Libertard Gov. Of IL Signs Internet Sales Tax Law. Web Business Owners Set to Flee IL

Discussion in 'Politics & Religion' started by rc8222, Mar 10, 2011.

  1. rc8222

    rc8222

  2. 377OHMS

    377OHMS

    That sucks. I suppose california is next.

    We have 10.25% sales tax here so I buy a few things online.

    The politicians just can't keep their hands off the internet.
     
  3. Ricter

    Ricter

    And yet, he's smarter than you!

    '"But Quinn, a Democrat, described the law as necessary to put the state’s “main street businesses” on “a level playing field” with online retailers and to protect main street jobs. In a statement issued by Quinn’s office, David Vite, president of the Illinois Retail Merchants Association praised the law as a matter of “fairness for retailers, fairness for the economy but most importantly, fairness for taxpayers.”'
     
  4. Business owners SHOULD flee the state.

    This is exactly what the Founders envisioned with State Sovereign rights. If one state abuses you, you're free to move to another.
     
  5. bone

    bone ET Sponsor

    Well, Illinois is just a utopian nirvana for progressive Democrats.
    The entire government apparatus in Illinois has been completely dominated by the Democratic party.

    Illinois chose to address the 'revenue shortfall' by sharply raising taxes on individuals and corporations. Why? Because Illinois wants to protect Middle Class Americans and provide services and opportunities for those that need it the most.

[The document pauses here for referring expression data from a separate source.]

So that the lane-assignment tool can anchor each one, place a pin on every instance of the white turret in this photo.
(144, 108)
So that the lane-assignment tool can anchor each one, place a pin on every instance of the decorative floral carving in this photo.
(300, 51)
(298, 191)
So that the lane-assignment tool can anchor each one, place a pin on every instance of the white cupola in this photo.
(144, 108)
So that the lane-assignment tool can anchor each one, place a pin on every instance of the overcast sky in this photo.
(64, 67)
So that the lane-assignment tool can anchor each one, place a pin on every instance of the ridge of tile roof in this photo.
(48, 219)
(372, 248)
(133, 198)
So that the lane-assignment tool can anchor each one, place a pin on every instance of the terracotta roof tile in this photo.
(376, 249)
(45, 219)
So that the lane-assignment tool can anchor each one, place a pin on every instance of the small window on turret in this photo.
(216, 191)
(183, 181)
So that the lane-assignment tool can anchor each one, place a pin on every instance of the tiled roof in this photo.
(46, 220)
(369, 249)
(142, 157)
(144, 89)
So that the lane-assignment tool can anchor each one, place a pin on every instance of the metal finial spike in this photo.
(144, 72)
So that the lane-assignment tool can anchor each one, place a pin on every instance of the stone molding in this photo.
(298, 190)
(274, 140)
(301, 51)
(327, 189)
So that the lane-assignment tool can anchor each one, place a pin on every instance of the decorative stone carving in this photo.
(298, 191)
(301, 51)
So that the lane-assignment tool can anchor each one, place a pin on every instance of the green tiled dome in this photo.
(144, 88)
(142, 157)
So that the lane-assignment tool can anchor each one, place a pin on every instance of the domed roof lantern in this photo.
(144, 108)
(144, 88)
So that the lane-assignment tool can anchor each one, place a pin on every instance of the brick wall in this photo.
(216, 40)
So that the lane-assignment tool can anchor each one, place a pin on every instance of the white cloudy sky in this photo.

    As you can see, when the Democratic party has complete autonomy and authority at every level of government for decades on end, the public schools are superior and everyone is very happy. No crime, no drugs, no murder rate, all kinds of economic opportunity. Just a beautiful place. We got the Olympics here. Everyone is thrilled and happy. Businesses are waiting in line to relocated here - the Illinois Secretary of State actually ran out of number combinations for new LLC registrations. People are building retirement homes here. Everybody is looking for office space and residential space in Chicago. The procession of moving vans from the Sunbelt 'right-to-work' states winding into Illinois is amazing. Sears has sold out of snowblowers for the new Southern immigrants.
     
  6. pspr

    pspr

    I've run online businesses and see the problem from the online retailer, the states and the brick and mortar retailer. Most states need sales tax revenue to survive. When Internet sales were small it didn't affect them much. But, as Internet retail sales have grown and continue to grow the states living off sales taxes are losing tons of revenue.

    Each state requiring any online retailer to get a sales tax license and meet reporting/payment requirements if they have a presence in the state isn't going to work in the long run because the smaller retailer with nationwide affiliates can not afford to get licenses and meet reporting requirements for every state. But, in the short term the states see this as the only way to get the ball rolling.

    Eventually, when the licensing/reporting becomes so great that only big companies can start and maintain a retail Internet presence, the Federal government will have to step in and create a universal Internet sales tax that will be centrally implemented and shared with the states. Online retailers will only have to register at one place and collect the same sales tax from everyone they sell to in the U.S.

    I don't see any way this is not going to eventually happen unless states abolish sales taxes and use some other means of collecting the equivalent amount of taxes.
     
  7. bone

    bone ET Sponsor

    Like any good well-oiled progressive wealth redistribution machine, Illinois only approaches the budget from the revenue aspect and not the spending aspect. Illinois legislatures never met a tax they didn't like, and spending far more money than they take in doesn't seem to be a pressing issue when your political machine is the functional equivalent of the Soviet politburo in the 1970's.